Hay por lo menos dos formas de aprender

Hay por lo menos dos formas de aprender
ACTORES. Carey Mulligan interpreta a Jenny y Peter Sarsgaard encarna a Brit. AP


Hay una formación que recibes después de llegar a los 15 asaltos en el tinglado de la vida y la otra la adquieres en el campo de batalla de todos esos años que vas al colegio.

De la primera tu título es haber cometido errores y aciertos que te han permitido estar vivo, sin muchas cicatrices en cuerpo y alma y a lo mejor haber conseguido algunos de tus sueños más recurrentes o solo respirar con dificultad, con varias heridas por curar y añorar lo que no se alcanzó.

En la otra, la que se da en un salón de clases, con alumnos necios y profesores prepotentes, te ofrece diplomas que aseguran que sabes algo, pero tú y yo conocemos que hay gente con licenciaturas, maestrías y postgrados que son miserables, groseros, pedantes y cualquier otra característica que los aleja de su supuesta condición de seres humanos.

La ingeniosa y delirante An Education (puede comprarse en dvd en establecimientos de Panamá) pone a su personaje central, Jenny (extraordinaria interpretación de Carey Mulligan), una hermosa y brillante chica de 16 años, en el dilema de aprender en la vida o en las aulas de su escuela.

Jenny debe escoger una de esas dos opciones y la decisión es complicada porque la vida es peligrosamente atrayente y la otra aburridamente necesaria en estos tiempos de apariencias.

Jenny pertenece a una clase media baja en la Inglaterra de comienzos de la década de 1960, cuando los Beatles, el sexo libre y las drogas estaban por florecer.

Quiere ir a Oxford y para ingresar a esa universidad hay que estudiar mucho.
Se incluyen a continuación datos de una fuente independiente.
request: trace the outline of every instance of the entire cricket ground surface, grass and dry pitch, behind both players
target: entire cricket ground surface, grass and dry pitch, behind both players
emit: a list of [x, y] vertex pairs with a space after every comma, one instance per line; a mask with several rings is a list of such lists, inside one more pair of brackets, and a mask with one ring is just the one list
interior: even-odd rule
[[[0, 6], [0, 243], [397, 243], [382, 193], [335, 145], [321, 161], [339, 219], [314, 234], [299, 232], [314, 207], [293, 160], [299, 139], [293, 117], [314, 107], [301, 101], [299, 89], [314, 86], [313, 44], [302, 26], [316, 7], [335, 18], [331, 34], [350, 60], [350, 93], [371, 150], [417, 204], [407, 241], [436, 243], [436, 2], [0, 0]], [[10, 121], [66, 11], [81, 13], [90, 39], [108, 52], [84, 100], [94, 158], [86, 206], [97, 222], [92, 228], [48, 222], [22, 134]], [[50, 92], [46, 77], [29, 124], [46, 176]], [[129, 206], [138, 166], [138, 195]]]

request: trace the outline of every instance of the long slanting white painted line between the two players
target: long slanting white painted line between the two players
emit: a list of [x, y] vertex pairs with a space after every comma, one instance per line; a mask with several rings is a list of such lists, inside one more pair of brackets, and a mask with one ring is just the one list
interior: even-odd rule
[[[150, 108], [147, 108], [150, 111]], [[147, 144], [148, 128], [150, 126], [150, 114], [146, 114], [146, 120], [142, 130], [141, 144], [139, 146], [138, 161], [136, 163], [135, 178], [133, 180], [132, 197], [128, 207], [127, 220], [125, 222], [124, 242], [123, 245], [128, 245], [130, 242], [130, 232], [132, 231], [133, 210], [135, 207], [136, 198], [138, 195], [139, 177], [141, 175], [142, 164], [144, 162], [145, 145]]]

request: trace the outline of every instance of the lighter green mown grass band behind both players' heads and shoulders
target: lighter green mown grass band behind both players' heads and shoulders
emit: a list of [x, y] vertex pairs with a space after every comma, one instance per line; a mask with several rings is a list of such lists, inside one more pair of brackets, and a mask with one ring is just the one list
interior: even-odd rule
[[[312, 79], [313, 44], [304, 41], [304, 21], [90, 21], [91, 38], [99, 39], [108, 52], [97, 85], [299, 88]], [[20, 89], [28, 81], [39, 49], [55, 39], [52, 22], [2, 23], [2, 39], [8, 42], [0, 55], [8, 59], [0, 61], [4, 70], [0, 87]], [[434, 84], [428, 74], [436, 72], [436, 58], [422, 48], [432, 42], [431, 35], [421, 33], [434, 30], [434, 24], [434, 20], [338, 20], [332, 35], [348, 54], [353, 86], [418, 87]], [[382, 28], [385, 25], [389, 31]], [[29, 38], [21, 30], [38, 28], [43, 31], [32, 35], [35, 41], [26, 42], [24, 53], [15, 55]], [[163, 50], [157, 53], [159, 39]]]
Un día de lluvia conoce al carismático Brit (un brillante Peter Sarsgaard), quien la seduce y la introduce al mundo de los adultos, con fiestas, exposiciones de arte y demás actividades que deslumbran a Jenny.

Los padres de la muchacha saben que Brit le dobla la edad y que pertenece a otra clase social, pero quieren a toda costa escalar la pirámide económica y prácticamente le entregan a Jenny.

An Education es sobre ese paso que puede ser suicida entre la juventud irresponsable y fresca, y la madurez, que muchas veces es castradora de ilusiones y te obliga a minimizar los riesgos porque tienes que pagar hipotecas y asegurarte la educación de los chicos.

Cuánta basura fílmica llega a Panamá y uno debe conformarse con ver An Education en la televisión de su casa, cuando merece gozarse en una pantalla grande y después salir del cine a caminar y a reflexionar.